We enrolled PAF patients who underwent RFCA (N = 334 for screening and N = 245 for replication) and were genotyped for HRC SNP (rs3745297). The patient age was younger and rate of diabetes and hypertension lower in the PAF patients with Ser96Ala than in those without (TT/TG/GG, 179/120/35; 64±10/60±12/59±13 y, P = 0.001; 18.5/ 9.2/8.6%, P = 0.04 and 66.1/50.0/37.1%, P = 0.001, respectively). During a mean 19 month follow-up, 57 (17.1%) patients suffered from AF recurrences. The rate of an Ser96Ala was significantly higher in patients with AF recurrence than in those without in the screening set (allele frequency model: odds ratio [OR], 1.80; P = 0.006). We also confirmed this significant association in the replication set (OR 1.74; P = 0.03) and combination (P = 0.0008). A multivariate analysis revealed that the AF duration, sinus node dysfunction, and HRC Ser96Ala were independent predictors of an AF recurrence (hazard ratio [HR], 1.04, P = 0.037; HR 2.42, P = 0.018; and HR 2.66, P = 0.007, respectively).

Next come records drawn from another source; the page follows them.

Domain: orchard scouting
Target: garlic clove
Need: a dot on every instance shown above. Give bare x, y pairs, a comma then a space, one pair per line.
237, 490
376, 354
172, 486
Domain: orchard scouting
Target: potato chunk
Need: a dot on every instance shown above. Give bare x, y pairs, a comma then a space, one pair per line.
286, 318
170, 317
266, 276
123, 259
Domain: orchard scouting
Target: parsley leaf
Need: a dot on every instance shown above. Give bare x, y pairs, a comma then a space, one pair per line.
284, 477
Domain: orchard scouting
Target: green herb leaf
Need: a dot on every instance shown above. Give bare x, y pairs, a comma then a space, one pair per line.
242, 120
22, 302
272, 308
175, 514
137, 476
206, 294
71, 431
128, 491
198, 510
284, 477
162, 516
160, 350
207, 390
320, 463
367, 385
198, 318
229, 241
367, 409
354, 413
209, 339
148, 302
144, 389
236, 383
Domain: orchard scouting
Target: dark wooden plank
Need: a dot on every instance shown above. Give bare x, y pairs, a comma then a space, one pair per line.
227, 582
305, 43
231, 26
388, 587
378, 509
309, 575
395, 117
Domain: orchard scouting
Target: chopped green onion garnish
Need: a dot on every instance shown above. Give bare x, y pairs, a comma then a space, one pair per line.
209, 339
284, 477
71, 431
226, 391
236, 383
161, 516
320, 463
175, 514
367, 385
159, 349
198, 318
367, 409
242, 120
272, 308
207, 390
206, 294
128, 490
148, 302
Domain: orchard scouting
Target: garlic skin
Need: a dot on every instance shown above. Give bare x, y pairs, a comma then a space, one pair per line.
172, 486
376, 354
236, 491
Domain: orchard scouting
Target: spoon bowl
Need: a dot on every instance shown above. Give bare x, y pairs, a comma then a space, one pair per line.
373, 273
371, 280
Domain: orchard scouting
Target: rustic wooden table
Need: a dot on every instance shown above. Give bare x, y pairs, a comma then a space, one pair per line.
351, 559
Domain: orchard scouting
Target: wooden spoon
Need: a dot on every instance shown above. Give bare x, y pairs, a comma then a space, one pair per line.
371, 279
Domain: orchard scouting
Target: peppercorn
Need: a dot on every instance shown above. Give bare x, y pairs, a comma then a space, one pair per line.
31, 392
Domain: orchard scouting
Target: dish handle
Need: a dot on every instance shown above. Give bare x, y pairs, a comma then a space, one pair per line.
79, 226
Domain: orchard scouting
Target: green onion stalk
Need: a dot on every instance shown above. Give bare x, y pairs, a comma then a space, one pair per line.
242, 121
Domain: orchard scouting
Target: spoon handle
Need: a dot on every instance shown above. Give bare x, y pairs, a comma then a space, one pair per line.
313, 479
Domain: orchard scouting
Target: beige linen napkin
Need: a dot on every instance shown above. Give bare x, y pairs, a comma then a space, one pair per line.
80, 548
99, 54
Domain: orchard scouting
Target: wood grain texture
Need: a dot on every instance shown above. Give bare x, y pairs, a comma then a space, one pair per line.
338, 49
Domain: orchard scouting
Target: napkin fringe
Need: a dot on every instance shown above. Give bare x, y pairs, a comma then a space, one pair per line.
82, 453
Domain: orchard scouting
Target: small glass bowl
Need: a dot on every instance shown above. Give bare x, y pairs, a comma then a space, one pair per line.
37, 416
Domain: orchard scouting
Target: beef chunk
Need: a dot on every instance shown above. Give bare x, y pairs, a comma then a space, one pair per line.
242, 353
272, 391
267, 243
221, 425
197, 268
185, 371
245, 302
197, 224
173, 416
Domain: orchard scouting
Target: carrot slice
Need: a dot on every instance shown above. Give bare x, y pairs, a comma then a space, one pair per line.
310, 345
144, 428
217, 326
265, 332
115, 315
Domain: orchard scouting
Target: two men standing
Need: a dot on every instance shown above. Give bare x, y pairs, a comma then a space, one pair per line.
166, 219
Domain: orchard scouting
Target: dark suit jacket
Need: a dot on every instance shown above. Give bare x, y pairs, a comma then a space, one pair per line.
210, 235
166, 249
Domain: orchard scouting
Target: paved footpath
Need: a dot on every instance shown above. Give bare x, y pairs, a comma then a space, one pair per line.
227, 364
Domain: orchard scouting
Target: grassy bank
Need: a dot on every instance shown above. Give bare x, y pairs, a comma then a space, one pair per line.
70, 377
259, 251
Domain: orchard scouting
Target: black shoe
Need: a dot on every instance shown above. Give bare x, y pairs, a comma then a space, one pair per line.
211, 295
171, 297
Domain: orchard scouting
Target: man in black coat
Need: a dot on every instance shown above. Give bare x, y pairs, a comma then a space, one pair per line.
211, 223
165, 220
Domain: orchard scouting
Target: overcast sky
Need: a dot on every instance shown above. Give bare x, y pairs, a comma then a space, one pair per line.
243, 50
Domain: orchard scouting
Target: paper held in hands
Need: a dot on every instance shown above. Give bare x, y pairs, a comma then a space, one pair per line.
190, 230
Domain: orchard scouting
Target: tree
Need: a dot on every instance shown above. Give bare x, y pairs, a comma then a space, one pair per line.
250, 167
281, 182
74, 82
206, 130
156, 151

HRC SNP Ser96Ala is important as a new genetic marker of AF recurrence after RFCA.
射频导管消融 (RFCA) 后心房颤动 (AF) 的复发仍然是一个严重的问题。钙处理对 AF 复发有相当大的影响。组氨酸丰富的钙结合蛋白 (HRC) 遗传单核苷酸多态性 (SNP),rs3745297 (T>G,Ser96Ala),已知会导致肌浆网 Ca2+ 泄漏。我们研究了 HRC Ser96Ala 与阵发性 AF (PAF) 患者 RFCA 后 AF 复发之间的关系。
我们招募了接受 RFCA 的 PAF 患者(筛查组 N = 334,复制组 N = 245),并对 HRC SNP(rs3745297)进行了基因分型。与没有 Ser96Ala 的患者相比,携带 Ser96Ala 的 PAF 患者年龄更小,糖尿病和高血压的发生率更低(TT/TG/GG,179/120/35;64±10/60±12/59±13 岁,P = 0.001;18.5/9.2/8.6%,P = 0.04 和 66.1/50.0/37.1%,P = 0.001)。在平均 19 个月的随访期间,57 名(17.1%)患者发生 AF 复发。在筛查组中,AF 复发患者的 Ser96Ala 发生率明显高于无复发患者(等位基因频率模型:优势比 [OR],1.80;P = 0.006)。我们还在复制组(OR 1.74;P = 0.03)和组合组(P = 0.0008)中确认了这一显著关联。多变量分析显示,AF 持续时间、窦房结功能障碍和 HRC Ser96Ala 是 AF 复发的独立预测因素(风险比 [HR],1.04,P = 0.037;HR 2.42,P = 0.018;和 HR 2.66,P = 0.007)。
HRC SNP Ser96Ala 是 RFCA 后 AF 复发的一个新的遗传标记。